10 June 2013, (bloomberg)
China approved two domestic exchange-traded products backed by gold as global holdings of the precious metal in ETPs dropped to a two-year low.
Huaan Asset Management Co. and Guotai Asset Management Co. received the China Securities Regulatory Commission’s permission to start the funds, which will be denominated in yuan, said Liu Jianqiang and Li Yebin, spokesmen for Huaan and Guotai.
They will be traded like stocks on the Shanghai Stock Exchange (SHCOMP), tracking movements of spot gold on the Shanghai Gold Exchange, Liu and Li said separately by telephone from Shanghai.
Gold slid into a bear market in April amid concern the U.S. Federal Reserve may rein in stimulus that helped bullion cap a 12-year bull run in 2012 and as investors reduced holdings in exchange-traded products backed by the metal.
Buyers in mainland China viewed the rout as buying opportunity and rushed to purchase jewelry, bars and coins in late April and early May.
“Gold ETFs should help boost gold demand as they will make Chinese investments in the bullion much easier,” Zhang Bingnan, secretary-general of the China Gold Association, said by phone from Beijing today.
“The dumping recently of holdings in gold exchange-traded products by overseas investors may not prove to be a wise move.”
Huaan and Guotai haven’t started raising money for the funds yet and didn’t give an indication of their potential size, according to the spokesman.
Two calls to the China Securities Regulatory Commission went answered today, which is a holiday in China.

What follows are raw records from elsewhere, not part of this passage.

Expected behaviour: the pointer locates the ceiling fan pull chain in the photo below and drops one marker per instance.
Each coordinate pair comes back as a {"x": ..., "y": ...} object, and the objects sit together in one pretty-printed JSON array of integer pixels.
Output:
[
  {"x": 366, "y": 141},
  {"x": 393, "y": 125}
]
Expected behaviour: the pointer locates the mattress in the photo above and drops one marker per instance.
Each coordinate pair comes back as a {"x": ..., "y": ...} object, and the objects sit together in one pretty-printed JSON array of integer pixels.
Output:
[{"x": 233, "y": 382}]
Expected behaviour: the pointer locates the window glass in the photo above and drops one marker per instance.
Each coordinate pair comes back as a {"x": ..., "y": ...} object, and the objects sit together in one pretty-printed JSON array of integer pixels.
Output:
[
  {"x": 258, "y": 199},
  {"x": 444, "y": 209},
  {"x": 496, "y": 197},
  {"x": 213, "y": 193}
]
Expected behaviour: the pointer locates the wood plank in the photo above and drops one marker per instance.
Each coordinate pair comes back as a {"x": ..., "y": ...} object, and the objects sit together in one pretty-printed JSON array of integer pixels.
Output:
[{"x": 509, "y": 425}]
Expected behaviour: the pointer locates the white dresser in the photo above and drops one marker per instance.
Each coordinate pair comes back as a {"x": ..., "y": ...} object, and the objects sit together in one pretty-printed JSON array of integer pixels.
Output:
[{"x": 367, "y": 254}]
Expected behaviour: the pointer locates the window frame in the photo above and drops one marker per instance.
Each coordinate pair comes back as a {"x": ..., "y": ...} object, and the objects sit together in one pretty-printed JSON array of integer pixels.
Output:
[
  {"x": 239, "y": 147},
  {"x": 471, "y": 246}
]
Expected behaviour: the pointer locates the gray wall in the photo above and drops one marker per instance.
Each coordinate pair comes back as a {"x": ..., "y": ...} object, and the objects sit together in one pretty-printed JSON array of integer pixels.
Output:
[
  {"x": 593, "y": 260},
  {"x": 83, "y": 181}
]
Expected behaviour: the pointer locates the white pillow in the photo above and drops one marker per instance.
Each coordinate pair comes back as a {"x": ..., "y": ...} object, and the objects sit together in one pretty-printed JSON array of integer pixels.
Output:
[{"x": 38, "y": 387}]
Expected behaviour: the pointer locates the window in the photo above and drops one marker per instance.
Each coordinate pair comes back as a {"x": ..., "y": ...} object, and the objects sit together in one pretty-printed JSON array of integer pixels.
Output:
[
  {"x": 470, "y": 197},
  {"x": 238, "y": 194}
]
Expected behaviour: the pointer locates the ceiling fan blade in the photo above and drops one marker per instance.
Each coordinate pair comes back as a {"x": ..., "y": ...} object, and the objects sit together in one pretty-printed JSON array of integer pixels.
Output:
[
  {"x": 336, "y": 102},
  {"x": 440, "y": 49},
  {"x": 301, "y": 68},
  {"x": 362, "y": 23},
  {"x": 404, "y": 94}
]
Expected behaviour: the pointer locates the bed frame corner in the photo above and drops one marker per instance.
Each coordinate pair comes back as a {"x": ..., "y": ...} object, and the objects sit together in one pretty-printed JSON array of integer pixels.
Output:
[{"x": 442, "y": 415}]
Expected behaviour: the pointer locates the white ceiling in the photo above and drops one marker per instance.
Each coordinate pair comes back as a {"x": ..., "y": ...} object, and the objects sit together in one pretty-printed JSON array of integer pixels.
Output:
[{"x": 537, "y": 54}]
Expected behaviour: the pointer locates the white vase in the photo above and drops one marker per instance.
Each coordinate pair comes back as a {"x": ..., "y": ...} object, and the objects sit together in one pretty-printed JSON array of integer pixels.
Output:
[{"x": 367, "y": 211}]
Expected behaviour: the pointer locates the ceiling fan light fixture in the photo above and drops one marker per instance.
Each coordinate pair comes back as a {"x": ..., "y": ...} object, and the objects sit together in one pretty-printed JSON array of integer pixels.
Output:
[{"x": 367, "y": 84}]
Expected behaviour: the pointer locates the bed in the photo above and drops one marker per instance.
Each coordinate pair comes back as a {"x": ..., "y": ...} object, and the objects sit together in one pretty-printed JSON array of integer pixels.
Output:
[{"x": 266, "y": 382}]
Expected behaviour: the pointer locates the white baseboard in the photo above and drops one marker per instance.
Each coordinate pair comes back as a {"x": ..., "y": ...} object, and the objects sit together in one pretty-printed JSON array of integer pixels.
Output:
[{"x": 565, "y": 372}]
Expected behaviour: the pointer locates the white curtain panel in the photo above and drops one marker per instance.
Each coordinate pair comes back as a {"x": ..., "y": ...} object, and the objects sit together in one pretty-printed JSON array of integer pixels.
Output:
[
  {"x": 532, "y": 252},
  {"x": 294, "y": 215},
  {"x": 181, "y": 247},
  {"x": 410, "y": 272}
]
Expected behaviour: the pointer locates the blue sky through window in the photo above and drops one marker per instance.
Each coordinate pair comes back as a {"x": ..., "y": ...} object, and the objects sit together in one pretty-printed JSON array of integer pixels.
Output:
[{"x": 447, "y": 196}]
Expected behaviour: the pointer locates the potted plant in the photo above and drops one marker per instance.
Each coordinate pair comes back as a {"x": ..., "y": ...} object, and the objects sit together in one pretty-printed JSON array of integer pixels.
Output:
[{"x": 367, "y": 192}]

Gold futures are traded on Shanghai Futures Exchange and spot and deferred delivery contracts traded on the Shanghai Gold Exchange.
China Construction Bank Corp. (939) will be the custodian bank for the Huaan gold ETF, Liu said. Industrial & Commercial Bank of China Ltd. (601398) will play the same role for the Guotai, according to Li.
Holdings in gold-backed exchange-traded products shrank 19 percent this year as investors cut 496 tons of the metal, according to data compiled by Bloomberg.
“We think the timing is pretty good after the recent decline because gold prices have got close to the cost of production, limiting downside risks,” Liu at Huaan said.
Gold slid as much as 31 percent from a record in September 2011 through April 16, when it slumped to $1,321.95 an ounce.
Bullion traded at $1,385.99 at 12:30 p.m. in Shanghai. Gold of 99.99 percent purity on the Shanghai Gold Exchange traded at 281.05 yuan a gram ($1,425 an ounce) on June 7.
The premium gold buyers in China pay to take immediate delivery of bullion jumped four-fold as physical demand surged.
In the 12 months through April 12, before the rout, spot gold in China traded at an average premium of $7.22 an ounce to the global price, according to the Shanghai Gold Exchange.
The premium averaged $33 an ounce from mid-April through May.